Economists at Fannie Mae and the Mortgage Bankers Association (MBA) are now in agreement that mortgage rates will come down only gradually this year and next as Federal Reserve policymakers wait for more evidence that they’re winning their war on inflation.

In a March 21 forecast, MBA economists had predicted rates on 30-year fixed-rate mortgages would drop to 6.1 percent by the end of this year, and average 5.6 percent in Q4 2024. The latest MBA forecast, issued April 18, envisions rates at 6.4 percent by Q4 2024 and 5.9 percent during Q4 2025.


In a forecast released Tuesday, Fannie Mae economists said they see rates on 30-year fixed-rate loans dropping to 6.4 percent by the end of this year and to 6 percent during the second half of next year.

Mortgage rates expected to fall gradually

Source: Fannie Mae, Mortgage Bankers Association forecasts, April 2024.

Fannie Mae economists are slightly more optimistic about the pace of 2025 rate declines than they were in March when they didn’t expect rates to hit 6 percent until Q4.

Hamilton Fout

“While we still expect economic growth and inflation to moderate going forward — and, thus, for mortgage rates to drift downward — interest rates existing in a ‘higher for longer’ state seems to be an increasingly real possibility in the eyes of market participants, as well as some homebuyers and sellers,” Fannie Mae Vice President Hamilton Fout said in a statement.

But Fannie Mae forecasters also note that their mortgage rate projections were put together earlier this month.
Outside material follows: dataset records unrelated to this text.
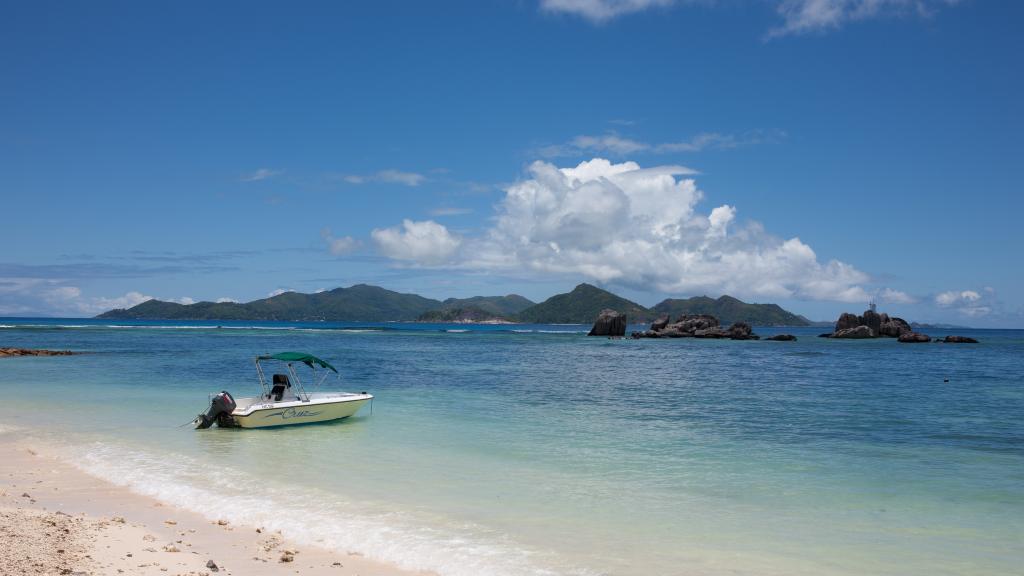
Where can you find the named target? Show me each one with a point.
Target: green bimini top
(307, 359)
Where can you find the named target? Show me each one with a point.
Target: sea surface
(536, 450)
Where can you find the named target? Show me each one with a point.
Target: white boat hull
(320, 408)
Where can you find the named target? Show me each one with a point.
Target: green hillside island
(497, 305)
(355, 303)
(582, 305)
(465, 315)
(373, 303)
(729, 310)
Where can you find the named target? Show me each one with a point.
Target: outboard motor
(220, 412)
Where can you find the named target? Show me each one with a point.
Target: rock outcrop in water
(958, 340)
(696, 326)
(609, 323)
(869, 325)
(875, 325)
(29, 352)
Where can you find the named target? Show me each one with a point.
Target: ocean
(536, 450)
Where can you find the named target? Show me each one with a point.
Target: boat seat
(281, 385)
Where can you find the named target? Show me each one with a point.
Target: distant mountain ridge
(729, 310)
(499, 305)
(582, 305)
(364, 302)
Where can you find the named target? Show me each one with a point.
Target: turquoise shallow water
(537, 450)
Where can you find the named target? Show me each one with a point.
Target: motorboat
(285, 401)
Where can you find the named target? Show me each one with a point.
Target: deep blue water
(537, 450)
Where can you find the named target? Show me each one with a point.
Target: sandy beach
(56, 520)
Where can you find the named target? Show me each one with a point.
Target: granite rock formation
(696, 326)
(609, 323)
(876, 325)
(958, 340)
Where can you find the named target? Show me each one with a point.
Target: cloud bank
(614, 145)
(799, 16)
(633, 227)
(387, 176)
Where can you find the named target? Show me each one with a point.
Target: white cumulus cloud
(614, 145)
(815, 15)
(952, 297)
(339, 246)
(261, 174)
(425, 242)
(968, 302)
(388, 176)
(631, 225)
(798, 16)
(892, 296)
(600, 10)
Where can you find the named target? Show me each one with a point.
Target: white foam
(313, 517)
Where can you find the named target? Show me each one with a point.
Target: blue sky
(812, 153)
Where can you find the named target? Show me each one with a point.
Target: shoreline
(56, 519)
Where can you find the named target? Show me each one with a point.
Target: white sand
(55, 520)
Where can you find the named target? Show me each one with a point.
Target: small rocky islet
(849, 326)
(31, 352)
(875, 325)
(612, 324)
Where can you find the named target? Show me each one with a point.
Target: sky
(818, 154)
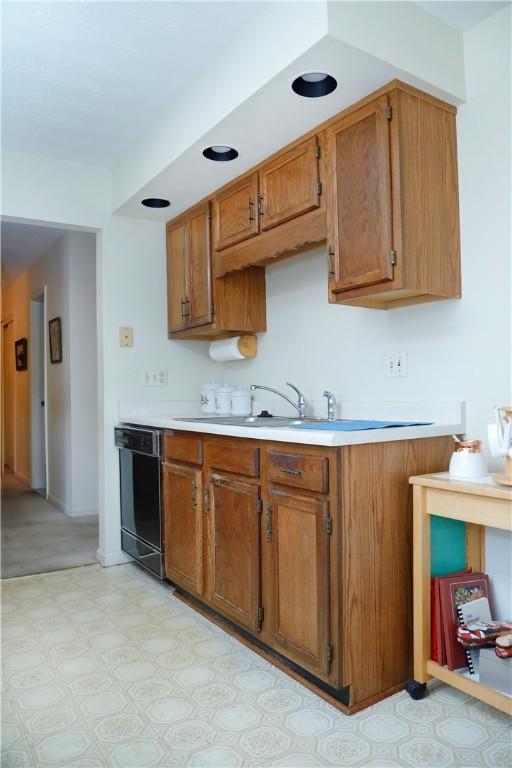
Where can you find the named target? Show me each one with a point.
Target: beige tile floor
(105, 667)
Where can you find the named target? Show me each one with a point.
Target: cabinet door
(289, 184)
(299, 531)
(360, 204)
(176, 277)
(235, 212)
(235, 550)
(199, 278)
(183, 524)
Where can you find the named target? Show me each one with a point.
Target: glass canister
(223, 400)
(467, 462)
(208, 396)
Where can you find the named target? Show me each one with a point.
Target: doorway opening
(49, 403)
(8, 397)
(39, 427)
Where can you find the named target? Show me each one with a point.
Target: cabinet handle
(184, 312)
(268, 522)
(330, 262)
(294, 472)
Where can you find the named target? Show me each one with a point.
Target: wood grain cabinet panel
(234, 540)
(289, 184)
(360, 209)
(183, 526)
(199, 281)
(180, 447)
(392, 201)
(238, 457)
(300, 535)
(310, 472)
(176, 277)
(199, 305)
(235, 212)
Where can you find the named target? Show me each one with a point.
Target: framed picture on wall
(55, 331)
(20, 351)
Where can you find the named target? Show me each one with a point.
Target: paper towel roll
(233, 349)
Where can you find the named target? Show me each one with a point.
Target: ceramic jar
(467, 463)
(208, 396)
(241, 404)
(223, 400)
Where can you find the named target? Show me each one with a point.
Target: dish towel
(355, 426)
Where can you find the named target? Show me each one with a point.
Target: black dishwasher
(140, 460)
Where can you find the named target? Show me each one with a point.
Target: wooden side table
(478, 505)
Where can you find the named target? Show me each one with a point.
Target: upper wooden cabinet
(271, 213)
(236, 212)
(392, 202)
(200, 306)
(378, 182)
(290, 184)
(360, 205)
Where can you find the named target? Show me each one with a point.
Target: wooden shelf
(479, 505)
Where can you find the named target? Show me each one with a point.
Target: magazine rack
(478, 505)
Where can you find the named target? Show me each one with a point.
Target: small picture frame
(20, 351)
(55, 333)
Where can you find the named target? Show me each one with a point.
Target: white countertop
(451, 421)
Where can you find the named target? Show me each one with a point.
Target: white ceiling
(461, 14)
(22, 245)
(84, 80)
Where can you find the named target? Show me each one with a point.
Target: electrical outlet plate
(396, 364)
(154, 377)
(126, 336)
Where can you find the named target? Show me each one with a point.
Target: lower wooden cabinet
(183, 521)
(299, 532)
(306, 549)
(234, 549)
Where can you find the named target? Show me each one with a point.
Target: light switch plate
(125, 336)
(395, 364)
(154, 377)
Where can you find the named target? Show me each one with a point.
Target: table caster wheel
(416, 690)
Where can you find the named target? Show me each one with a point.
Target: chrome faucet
(331, 405)
(300, 405)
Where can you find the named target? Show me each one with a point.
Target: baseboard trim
(21, 478)
(107, 559)
(81, 512)
(59, 504)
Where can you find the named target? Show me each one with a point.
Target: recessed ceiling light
(314, 84)
(220, 153)
(156, 202)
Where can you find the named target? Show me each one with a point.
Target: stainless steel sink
(252, 421)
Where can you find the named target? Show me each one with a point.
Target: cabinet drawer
(183, 448)
(299, 471)
(234, 457)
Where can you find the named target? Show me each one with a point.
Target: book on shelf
(474, 610)
(437, 643)
(456, 590)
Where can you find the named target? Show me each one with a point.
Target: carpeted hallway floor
(37, 537)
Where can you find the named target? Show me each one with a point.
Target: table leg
(421, 584)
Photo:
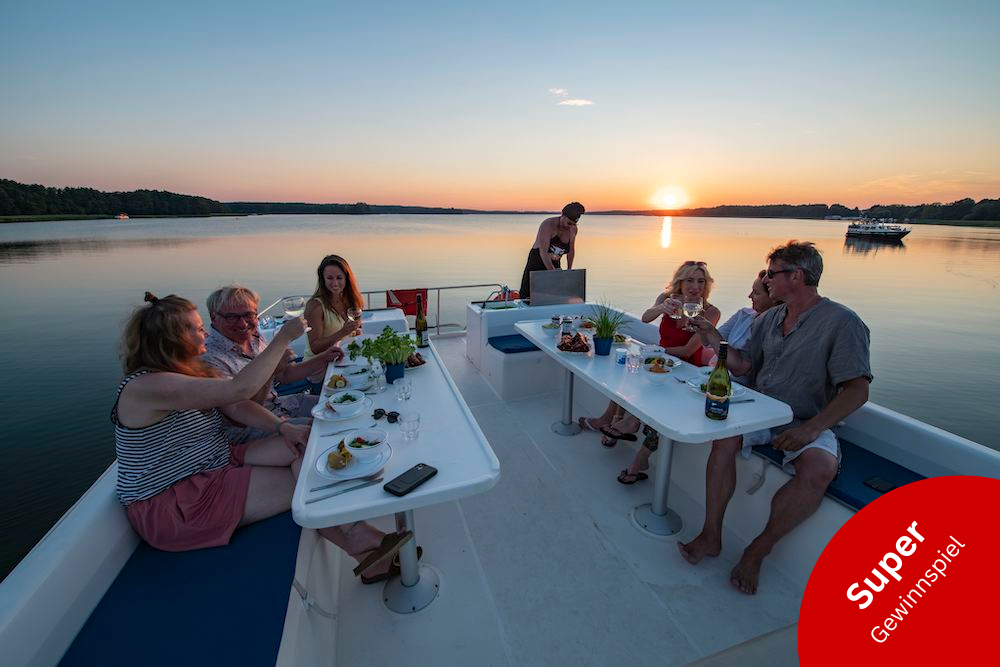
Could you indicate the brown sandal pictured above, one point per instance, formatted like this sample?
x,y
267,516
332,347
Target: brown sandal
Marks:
x,y
385,550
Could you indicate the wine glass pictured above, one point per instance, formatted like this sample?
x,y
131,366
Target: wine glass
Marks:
x,y
674,304
693,305
294,306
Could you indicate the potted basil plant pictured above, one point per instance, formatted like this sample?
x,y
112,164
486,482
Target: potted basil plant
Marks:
x,y
391,348
607,321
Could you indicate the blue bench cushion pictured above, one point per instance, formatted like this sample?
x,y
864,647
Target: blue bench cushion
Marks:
x,y
221,606
857,465
512,344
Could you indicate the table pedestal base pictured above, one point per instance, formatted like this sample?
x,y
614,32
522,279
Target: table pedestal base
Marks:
x,y
408,599
656,524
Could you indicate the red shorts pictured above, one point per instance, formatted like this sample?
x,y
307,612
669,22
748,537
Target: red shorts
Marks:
x,y
197,512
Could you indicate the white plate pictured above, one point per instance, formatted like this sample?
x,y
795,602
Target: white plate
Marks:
x,y
355,468
695,384
319,411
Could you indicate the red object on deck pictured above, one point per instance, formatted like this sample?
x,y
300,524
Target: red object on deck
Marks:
x,y
406,299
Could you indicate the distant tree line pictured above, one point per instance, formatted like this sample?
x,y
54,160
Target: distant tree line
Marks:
x,y
963,209
19,199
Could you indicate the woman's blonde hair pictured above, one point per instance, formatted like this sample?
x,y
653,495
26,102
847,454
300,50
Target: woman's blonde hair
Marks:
x,y
155,338
686,270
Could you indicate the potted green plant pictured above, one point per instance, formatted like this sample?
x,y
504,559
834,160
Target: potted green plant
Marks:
x,y
390,348
607,321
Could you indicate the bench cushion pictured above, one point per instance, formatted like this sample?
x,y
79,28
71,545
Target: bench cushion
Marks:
x,y
512,344
222,606
857,465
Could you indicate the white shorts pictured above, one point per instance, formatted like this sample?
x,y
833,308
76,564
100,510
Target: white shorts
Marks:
x,y
826,441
Since then, rates have climbed on hot consumer price index (CPI) and labor reports.

The Fed’s continued struggles to tame inflation mean there’s “upside risk” to Fannie Mae’s baseline mortgage rate forecast, economists at the mortgage giant said in commentary accompanying their latest forecast. In other words, rates could stay higher than projected.

Financial markets no longer expect that the Federal Reserve will start cutting short-term interest rates in June, and the prospects for three 2024 rate cuts as projected by Fed policymakers in December and March are also in doubt.

“We now expect just two 25-basis point rate cuts to the fed funds rate this year, with the first occurring in September,” Fannie Mae economists said. “Of course, there remains the possibility that there will be no rate cuts in 2024, but that is not our base case forecast.”

Analysts at UBS Group AG also expect the Fed to cut rates twice this year, but see an outside chance that instead of cutting rates, the Fed might have to raise them next year — a move that might send mortgage rates soaring above 8 percent, they warned.

Home price appreciation projected to cool

Source: Fannie Mae, Mortgage Bankers Association forecasts, April 2024.

While elevated mortgage rates have dented home sales, national home prices have continued to rise, in part, because many existing homeowners are feeling locked in to the low rate on their existing mortgage and have been reluctant to sell.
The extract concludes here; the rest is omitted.